Monday, Feb. 11, 1974
Canada's East-West Split
Historic economic tensions not unlike those that long separated the rural South from the urban North in the U.S. continue to trouble Canada, dividing its industrial East from the agricultural and mineral-rich West. The energy crisis has catalyzed these problems, threatening a constitutional conflict.
The British North America Act, Canada's constitution, allows provinces to retain control of their natural resources. People in Alberta and Saskatchewan commonly believe that they, not the federal government, should choose the markets and collect the taxes on oil pumped from the vast reserves within their borders. Easterners and Prime Minister Pierre Trudeau's government maintain that the oil is a national treasure and that its sale abroad should be controlled and taxed by the federal government. The U.S. is the third party with an interest in the dispute; last year an average 1.2 million bbl. of oil per day, around 7% of U.S. consumption, flowed through pipelines from the Canadian West to the U.S. Midwest.
Billions in tax revenues are at stake. After oil prices started leaping on the world market, Canada began increasing its own take on exports. In October it slapped on its first oil export tax--40-c- per bbl.--and by last week this levy had been stepped up to $6.40 per bbl.; the result is a current export price of $10.50 per bbl. While the Canadians are fighting over whether the provinces or the federal government should get the bulk of these taxes, the U.S. is arguing that the levies should be lowered.

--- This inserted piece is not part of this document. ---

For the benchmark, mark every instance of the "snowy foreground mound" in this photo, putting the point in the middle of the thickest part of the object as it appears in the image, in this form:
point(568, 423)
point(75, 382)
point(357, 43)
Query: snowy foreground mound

Cheaper by Sea. The longer-term and more important issue is not who gets the taxes but who gets the oil. Because a pipeline from western Canada feeds the U.S. but no pipelines directly serve eastern Canada, it has been cheaper for the East to import oil by sea from Venezuela and the Middle East than overland from the West. But rising import costs are making western oil economical in the East, and by the end of 1975, a pipeline extension will supply the East directly. When it opens up, western leaders would like to continue selling to the U.S., if only because it would provide a guaranteed source of export-tax revenue. Easterners want most of the fuel for their own industries and homes, and of course they would not have to pay export taxes.
The opposing views clashed head-on late last month at a nationally televised conference of Trudeau and provincial premiers in Ottawa. Both sides voiced strong arguments. For its part, eastern Canada is suffering from shortages and high prices. A gallon of regular gasoline costs 69-c- in Montreal, compared with only 47-c- in much of the West. A temporary compromise on oil export taxes was hammered out at the Ottawa meeting. Half of the tax revenues will go to the oil-exporting provinces and half to the federal government, which will use its share to subsidize lower gas prices in the East. But that agreement will run only until April, by which time either a new deal will have to be worked out, or the squabbling will start again.
The outlook for the U.S. is even less promising. Last week a Canadian delegation led by Energy Minister Donald Macdonald went to Washington to confer with Energy Chief William Simon and other U.S. officials. Canada is the only Western nation that pumps more oil than it consumes, but the Canadians told their American counterparts that Canada will soon be burning all the oil that it can produce. In the meantime, there is little chance that the export tax will be significantly reduced.